If you ask a child to draw a cat, you’ll learn more about the child than you will about cats. In the same way, asking neural networks to generate images helps us see how they reason about the information they’re given. It’s often difficult to interpret neural networks—that is, to relate their functioning to human intuition—and generative algorithms offer a way to make neural nets explain themselves.
Neural networks are most commonly implemented as classifiers—models that are able to distinguish, say, an image of a cat from an image of a dog, or a stop sign from a fire hydrant. But over the last three years, researchers have made astonishing progress in essentially reversing these networks. Through a handful of generative techniques, it’s possible to feed a lot of images into a neural network and then ask for a brand-new image that resembles the ones it’s been shown. Generative AI has turned out to be remarkably good at imitating human creativity at superficial levels.

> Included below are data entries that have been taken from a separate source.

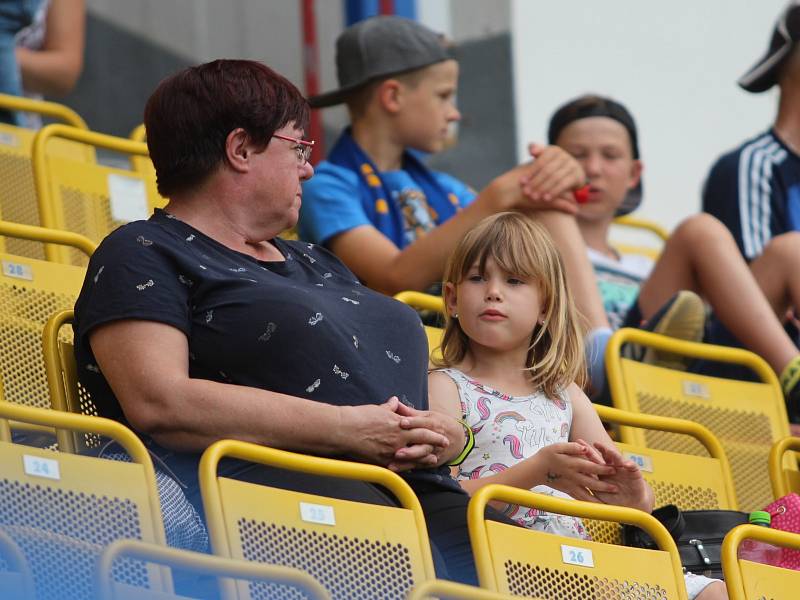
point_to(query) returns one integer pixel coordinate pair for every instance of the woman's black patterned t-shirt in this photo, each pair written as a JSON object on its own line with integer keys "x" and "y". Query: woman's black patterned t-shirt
{"x": 304, "y": 327}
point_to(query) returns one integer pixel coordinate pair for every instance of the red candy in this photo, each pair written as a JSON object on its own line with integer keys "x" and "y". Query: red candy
{"x": 581, "y": 195}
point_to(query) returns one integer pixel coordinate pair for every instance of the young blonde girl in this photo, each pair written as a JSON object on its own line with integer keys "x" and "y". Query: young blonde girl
{"x": 511, "y": 368}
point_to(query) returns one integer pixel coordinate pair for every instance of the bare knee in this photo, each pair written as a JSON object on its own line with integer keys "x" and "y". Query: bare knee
{"x": 784, "y": 248}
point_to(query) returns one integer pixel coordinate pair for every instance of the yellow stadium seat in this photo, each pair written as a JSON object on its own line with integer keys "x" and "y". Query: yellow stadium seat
{"x": 449, "y": 590}
{"x": 66, "y": 392}
{"x": 784, "y": 480}
{"x": 421, "y": 301}
{"x": 426, "y": 302}
{"x": 30, "y": 291}
{"x": 354, "y": 549}
{"x": 18, "y": 199}
{"x": 62, "y": 509}
{"x": 746, "y": 417}
{"x": 16, "y": 578}
{"x": 265, "y": 581}
{"x": 90, "y": 199}
{"x": 747, "y": 580}
{"x": 523, "y": 562}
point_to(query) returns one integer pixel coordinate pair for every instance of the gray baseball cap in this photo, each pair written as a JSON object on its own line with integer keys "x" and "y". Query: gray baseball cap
{"x": 764, "y": 74}
{"x": 377, "y": 48}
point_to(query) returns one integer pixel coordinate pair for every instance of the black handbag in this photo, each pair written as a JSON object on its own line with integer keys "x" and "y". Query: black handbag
{"x": 698, "y": 534}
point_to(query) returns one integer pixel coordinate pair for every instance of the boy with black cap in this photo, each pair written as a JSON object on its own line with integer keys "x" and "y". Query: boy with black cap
{"x": 373, "y": 202}
{"x": 755, "y": 189}
{"x": 392, "y": 220}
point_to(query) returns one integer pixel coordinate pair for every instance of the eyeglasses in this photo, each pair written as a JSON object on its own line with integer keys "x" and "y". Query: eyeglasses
{"x": 303, "y": 148}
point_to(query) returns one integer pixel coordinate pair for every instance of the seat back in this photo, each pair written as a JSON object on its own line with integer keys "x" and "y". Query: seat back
{"x": 689, "y": 482}
{"x": 442, "y": 589}
{"x": 30, "y": 291}
{"x": 270, "y": 581}
{"x": 16, "y": 578}
{"x": 747, "y": 580}
{"x": 531, "y": 563}
{"x": 746, "y": 417}
{"x": 62, "y": 509}
{"x": 354, "y": 549}
{"x": 785, "y": 479}
{"x": 65, "y": 391}
{"x": 90, "y": 199}
{"x": 18, "y": 199}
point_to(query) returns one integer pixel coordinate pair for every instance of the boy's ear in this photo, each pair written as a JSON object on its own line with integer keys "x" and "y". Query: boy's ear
{"x": 389, "y": 95}
{"x": 238, "y": 150}
{"x": 636, "y": 173}
{"x": 450, "y": 299}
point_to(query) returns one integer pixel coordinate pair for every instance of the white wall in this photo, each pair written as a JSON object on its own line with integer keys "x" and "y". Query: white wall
{"x": 673, "y": 64}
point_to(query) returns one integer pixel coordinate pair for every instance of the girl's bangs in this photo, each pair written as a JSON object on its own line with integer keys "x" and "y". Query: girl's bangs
{"x": 513, "y": 249}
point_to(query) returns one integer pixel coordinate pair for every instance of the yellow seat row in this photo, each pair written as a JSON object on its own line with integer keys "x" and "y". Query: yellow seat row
{"x": 52, "y": 178}
{"x": 63, "y": 514}
{"x": 747, "y": 417}
{"x": 242, "y": 508}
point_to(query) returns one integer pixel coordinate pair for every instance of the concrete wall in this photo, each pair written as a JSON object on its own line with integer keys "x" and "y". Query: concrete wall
{"x": 133, "y": 44}
{"x": 674, "y": 64}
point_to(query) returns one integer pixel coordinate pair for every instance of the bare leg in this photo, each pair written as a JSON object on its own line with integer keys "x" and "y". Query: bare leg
{"x": 777, "y": 272}
{"x": 702, "y": 256}
{"x": 580, "y": 273}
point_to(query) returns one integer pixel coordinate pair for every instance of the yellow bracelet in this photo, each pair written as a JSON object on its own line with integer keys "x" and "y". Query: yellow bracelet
{"x": 467, "y": 447}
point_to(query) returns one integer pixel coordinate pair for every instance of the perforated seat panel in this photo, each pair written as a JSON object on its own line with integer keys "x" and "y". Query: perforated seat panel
{"x": 25, "y": 306}
{"x": 62, "y": 524}
{"x": 370, "y": 552}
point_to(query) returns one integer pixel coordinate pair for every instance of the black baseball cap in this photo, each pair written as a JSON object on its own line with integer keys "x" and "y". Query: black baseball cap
{"x": 764, "y": 74}
{"x": 380, "y": 47}
{"x": 598, "y": 106}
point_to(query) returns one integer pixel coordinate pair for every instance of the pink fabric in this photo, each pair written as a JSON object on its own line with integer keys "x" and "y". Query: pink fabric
{"x": 786, "y": 517}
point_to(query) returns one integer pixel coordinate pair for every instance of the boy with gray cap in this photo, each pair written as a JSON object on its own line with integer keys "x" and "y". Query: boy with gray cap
{"x": 755, "y": 189}
{"x": 373, "y": 202}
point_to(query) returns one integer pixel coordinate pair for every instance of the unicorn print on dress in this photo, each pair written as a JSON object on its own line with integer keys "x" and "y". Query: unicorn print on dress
{"x": 509, "y": 429}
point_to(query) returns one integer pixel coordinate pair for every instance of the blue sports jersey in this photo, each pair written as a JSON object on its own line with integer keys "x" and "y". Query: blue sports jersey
{"x": 755, "y": 191}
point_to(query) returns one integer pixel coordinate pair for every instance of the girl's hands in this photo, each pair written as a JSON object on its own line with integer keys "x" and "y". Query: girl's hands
{"x": 426, "y": 455}
{"x": 571, "y": 467}
{"x": 632, "y": 490}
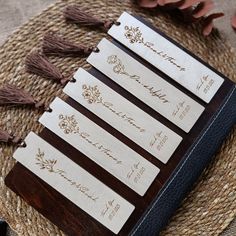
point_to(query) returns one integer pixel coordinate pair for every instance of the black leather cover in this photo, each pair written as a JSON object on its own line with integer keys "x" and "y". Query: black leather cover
{"x": 189, "y": 169}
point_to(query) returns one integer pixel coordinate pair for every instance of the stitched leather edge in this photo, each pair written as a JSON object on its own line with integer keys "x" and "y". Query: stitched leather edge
{"x": 190, "y": 155}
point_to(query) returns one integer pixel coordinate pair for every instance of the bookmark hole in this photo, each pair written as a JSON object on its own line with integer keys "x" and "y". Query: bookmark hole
{"x": 117, "y": 23}
{"x": 73, "y": 80}
{"x": 22, "y": 144}
{"x": 49, "y": 109}
{"x": 96, "y": 49}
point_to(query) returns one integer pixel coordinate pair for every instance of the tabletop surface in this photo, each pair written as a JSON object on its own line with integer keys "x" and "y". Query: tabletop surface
{"x": 13, "y": 13}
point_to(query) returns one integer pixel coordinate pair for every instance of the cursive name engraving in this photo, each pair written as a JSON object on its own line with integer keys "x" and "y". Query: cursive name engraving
{"x": 119, "y": 68}
{"x": 70, "y": 125}
{"x": 181, "y": 110}
{"x": 158, "y": 141}
{"x": 93, "y": 95}
{"x": 134, "y": 35}
{"x": 136, "y": 172}
{"x": 49, "y": 164}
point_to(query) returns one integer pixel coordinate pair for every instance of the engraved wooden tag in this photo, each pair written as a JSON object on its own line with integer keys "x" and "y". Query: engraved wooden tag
{"x": 150, "y": 88}
{"x": 167, "y": 57}
{"x": 76, "y": 184}
{"x": 123, "y": 115}
{"x": 100, "y": 146}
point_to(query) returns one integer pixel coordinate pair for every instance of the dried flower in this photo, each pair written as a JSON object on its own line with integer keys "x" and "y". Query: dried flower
{"x": 192, "y": 10}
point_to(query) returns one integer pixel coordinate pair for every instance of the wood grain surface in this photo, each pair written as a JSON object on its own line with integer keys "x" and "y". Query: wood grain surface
{"x": 14, "y": 13}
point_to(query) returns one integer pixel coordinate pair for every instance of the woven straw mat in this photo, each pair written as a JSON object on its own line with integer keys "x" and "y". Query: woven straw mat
{"x": 211, "y": 205}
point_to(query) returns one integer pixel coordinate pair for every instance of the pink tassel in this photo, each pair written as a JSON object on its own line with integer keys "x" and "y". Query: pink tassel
{"x": 11, "y": 95}
{"x": 39, "y": 65}
{"x": 233, "y": 22}
{"x": 55, "y": 45}
{"x": 83, "y": 18}
{"x": 5, "y": 137}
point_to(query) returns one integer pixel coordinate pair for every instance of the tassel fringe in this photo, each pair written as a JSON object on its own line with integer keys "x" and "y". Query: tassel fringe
{"x": 39, "y": 65}
{"x": 80, "y": 16}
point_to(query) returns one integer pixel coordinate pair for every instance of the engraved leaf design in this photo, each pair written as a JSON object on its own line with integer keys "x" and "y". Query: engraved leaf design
{"x": 68, "y": 124}
{"x": 91, "y": 94}
{"x": 47, "y": 164}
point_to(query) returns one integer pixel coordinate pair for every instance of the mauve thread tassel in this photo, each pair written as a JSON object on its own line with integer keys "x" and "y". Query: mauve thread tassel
{"x": 12, "y": 95}
{"x": 58, "y": 46}
{"x": 5, "y": 137}
{"x": 39, "y": 65}
{"x": 80, "y": 16}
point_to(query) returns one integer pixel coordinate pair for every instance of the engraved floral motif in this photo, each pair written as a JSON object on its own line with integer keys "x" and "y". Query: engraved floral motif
{"x": 118, "y": 68}
{"x": 133, "y": 34}
{"x": 68, "y": 124}
{"x": 44, "y": 163}
{"x": 49, "y": 164}
{"x": 91, "y": 93}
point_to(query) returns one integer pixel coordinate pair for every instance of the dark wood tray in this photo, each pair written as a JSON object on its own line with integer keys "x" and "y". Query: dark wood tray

The current wave of generative AI research builds on the generative adversarial network, or GAN, a neural network structure introduced by Ian Goodfellow and his collaborators in 2014. A flowering of inventive applications followed their paper. Researchers have generated images of everything from faces to bedrooms. Through a GAN-based technique called pix2pix, satellite images become maps, black-and-white photos become colorized, and simple sketches become realistic renderings. Enhancing blurry, low-resolution images—a much-mocked fantasy in police procedurals—has become a reality through GANs, which are able to make sophisticated assumptions about likely structure in photographs.
A generative adversarial network consists of two neural networks: a generator that learns to produce some kind of data (such as images) and a discriminator that learns to distinguish “fake” data created by the generator from “real” data samples (such as photos taken in the real world). The generator and the discriminator have opposing training objectives: the discriminator’s goal is to accurately classify real and fake data; the generator’s goal is to produce fake data the discriminator can’t distinguish from real data.
In our new Oriole interactive tutorial, Adit Deshpande and I use TensorFlow to demonstrate a very simple generative adversarial network that creates convincing images of what appear to be human handwriting. The animation below, made with images generated by our network, illustrates the GAN’s learning process. From random noise, a kind of primordial intelligence emerges: first the network generates the same generic pseudo-numeral repeatedly, then it grasps the variation among digits, and finally diverges into creating every digit in a full range of styles. In the breadth of its creativity, we can read the depth of its understanding.
Neural networks are good at making simple inferences on rich data; with multiple layers of neurons, they’re able to organize themselves to detect patterns at multiple levels, from fragments of texture down to fundamental structure, and they can catch patterns that a human might miss. This is both their strength and the source of some difficulty. Neural networks can notice patterns that humans can’t, but they can also develop poorly reasoned heuristics just like humans would if they have insufficiently sophisticated network structure or if they’re trained on data that’s not broad enough to represent real-world variation.
Simple statistical models like multivariate linear regressions are easy to interpret: they function directly enough that a human observer can grasp their reasoning at a glance. But neural networks with multiple layers aren’t so intuitive; they organize themselves freely to identify variations in the data they’re trained on, and the way layers feed into each other obfuscates their functioning.
Indeed, this resembles human reasoning. Look at a photo of a cat: could you explicitly identify every piece of evidence that you used to determine that you’re looking at a cat? Your conclusion comes from a variety of signals that you can evaluate quickly: the shape of the cat’s ears, its whiskers, certain patterns of fur. Collectively, those signals tell you that you’re looking at a cat.
Generative neural networks are convincing at reconstructing information thanks to their ability to understand information at multiple levels. It’s hard to overstate how remarkable these GAN-generated images of bedrooms are; not only do the sheets, carpets, and windows look convincing, but the high-level structures of the rooms are correct: the sheets are on the beds, the beds are on the floors, and the windows are on the walls.
If you’ve worked with image recognition, you’re probably familiar with convolutional neurons, which scan filters across images to detect patterns. Convolutional layers usually scale data down, but in the generator portion of this model we essentially reverse the usual convolution process in order to scale data up—going from a compact representation (z, a vector of 100 values between 0 and 1) to a less compact representation (a 28 pixel x 28 pixel image, or a total of 768 values between 0 and 1).
Instead of detecting patterns and matching them to features in an image, the generator uses transpose convolution to identify fundamental image building-blocks and learns to assemble and blend these building-blocks into convincing images. For instance, our GAN generated this remarkably convincing image of the numeral 9:
By looking at some of the transpose convolution filters and their corresponding outputs, we can identify a few of the building-blocks from which the final transpose convolution layer assembled the image above.
GANs are only three years old; it’s easy to imagine they might soon be used to generate a variety of content—perhaps even images or videos customized on-the-fly for each visitor to a web site. As GANs emerge as a creative force, watch for hints to the way they reason. And start building your own GANs.